A government outfit few of us knew existed, the Information Security Oversight Office or ISOO, just released its “Report on Cost Estimates for Security Classification Activities for Fiscal Year 2011” (no price tag given, however, on producing the report or maintaining ISOO). Unclassified portions, written in classic bureaucratese, offer this precise figure for protecting our secrets, vetting our secrets’ protectors (no leakers please), and ensuring the safety of the whole shebang: US$11.37 billion in 2011.

That’s up (and get used to the word “up”) by 12% from 2010, and double the 2002 figure of $5.8 billion. For those willing to step back into what once seemed like a highly classified past but was clearly an age of innocence, it’s more than quadruple the 1995 figure of $2.7 billion.

The official figure for documents classified by the US government last year is – hold your hats on this one – 92,064,862. And as WikiLeaks managed to release hundreds of thousands of them online a couple of years ago, that’s meant a bonanza of even more money for yet more rigorous protection.
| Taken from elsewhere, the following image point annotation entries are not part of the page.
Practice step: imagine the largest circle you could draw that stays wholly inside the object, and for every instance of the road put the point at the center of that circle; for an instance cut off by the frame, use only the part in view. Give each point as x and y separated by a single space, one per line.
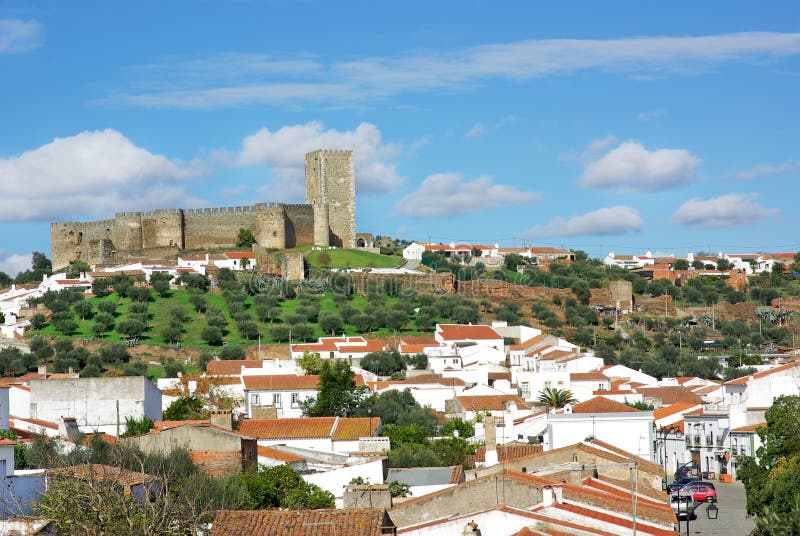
731 520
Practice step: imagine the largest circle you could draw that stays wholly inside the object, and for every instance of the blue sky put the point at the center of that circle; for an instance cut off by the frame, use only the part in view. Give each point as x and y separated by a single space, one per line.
623 126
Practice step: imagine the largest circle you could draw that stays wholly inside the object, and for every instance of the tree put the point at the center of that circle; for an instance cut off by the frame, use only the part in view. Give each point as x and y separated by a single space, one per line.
383 363
212 335
337 392
245 239
556 398
310 363
330 322
38 321
131 328
773 483
83 309
134 427
186 408
282 487
680 264
465 428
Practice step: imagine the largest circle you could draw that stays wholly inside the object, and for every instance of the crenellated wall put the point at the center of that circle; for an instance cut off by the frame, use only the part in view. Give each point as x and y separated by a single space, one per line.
328 218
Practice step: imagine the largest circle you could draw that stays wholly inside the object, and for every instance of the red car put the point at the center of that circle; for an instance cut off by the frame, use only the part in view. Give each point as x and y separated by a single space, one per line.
700 492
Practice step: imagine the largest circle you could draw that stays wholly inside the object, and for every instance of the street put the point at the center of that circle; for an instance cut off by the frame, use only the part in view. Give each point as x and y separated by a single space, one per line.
731 520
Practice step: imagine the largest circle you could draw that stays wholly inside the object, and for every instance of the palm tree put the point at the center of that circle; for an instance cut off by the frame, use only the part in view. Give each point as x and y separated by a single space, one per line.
556 398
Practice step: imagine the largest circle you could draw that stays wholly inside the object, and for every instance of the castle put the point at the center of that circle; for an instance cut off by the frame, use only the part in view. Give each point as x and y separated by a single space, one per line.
328 218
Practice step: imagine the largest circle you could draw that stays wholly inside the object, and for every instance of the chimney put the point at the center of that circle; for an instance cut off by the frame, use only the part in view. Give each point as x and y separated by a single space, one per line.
68 428
222 419
490 433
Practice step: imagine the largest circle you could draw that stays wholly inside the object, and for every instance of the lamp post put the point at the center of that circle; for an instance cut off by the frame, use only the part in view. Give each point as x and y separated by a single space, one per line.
711 511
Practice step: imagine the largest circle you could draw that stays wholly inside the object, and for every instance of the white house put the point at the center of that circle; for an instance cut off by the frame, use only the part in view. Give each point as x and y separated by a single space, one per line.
619 425
281 392
323 434
489 343
97 404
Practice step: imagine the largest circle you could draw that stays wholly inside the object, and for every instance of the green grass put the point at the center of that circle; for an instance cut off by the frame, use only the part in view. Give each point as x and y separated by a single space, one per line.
160 316
351 258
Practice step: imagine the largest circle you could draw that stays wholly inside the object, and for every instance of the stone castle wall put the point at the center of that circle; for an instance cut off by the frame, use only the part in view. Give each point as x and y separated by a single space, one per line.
327 219
330 180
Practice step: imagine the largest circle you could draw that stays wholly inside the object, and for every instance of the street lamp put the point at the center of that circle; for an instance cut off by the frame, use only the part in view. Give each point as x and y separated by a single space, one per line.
712 511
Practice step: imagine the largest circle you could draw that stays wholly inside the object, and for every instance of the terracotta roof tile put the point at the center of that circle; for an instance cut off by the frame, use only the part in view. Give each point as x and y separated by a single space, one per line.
601 404
98 471
670 394
672 409
231 367
280 382
490 402
460 332
744 379
280 455
587 376
349 522
750 428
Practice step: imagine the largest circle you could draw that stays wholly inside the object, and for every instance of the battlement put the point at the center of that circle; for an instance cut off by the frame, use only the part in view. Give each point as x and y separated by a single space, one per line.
326 218
220 210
You have to feel at least some dollop of pity for protection bureaucrats like Fitzgerald. While back in 1995 the US government classified a mere 5,685,462 documents – in those days, we were practically a secret-less nation – today, of those 92 million sequestered documents, 26,058,678 were given a “top secret” classification. There are today almost five times as many “top secret” documents as total classified documents back then.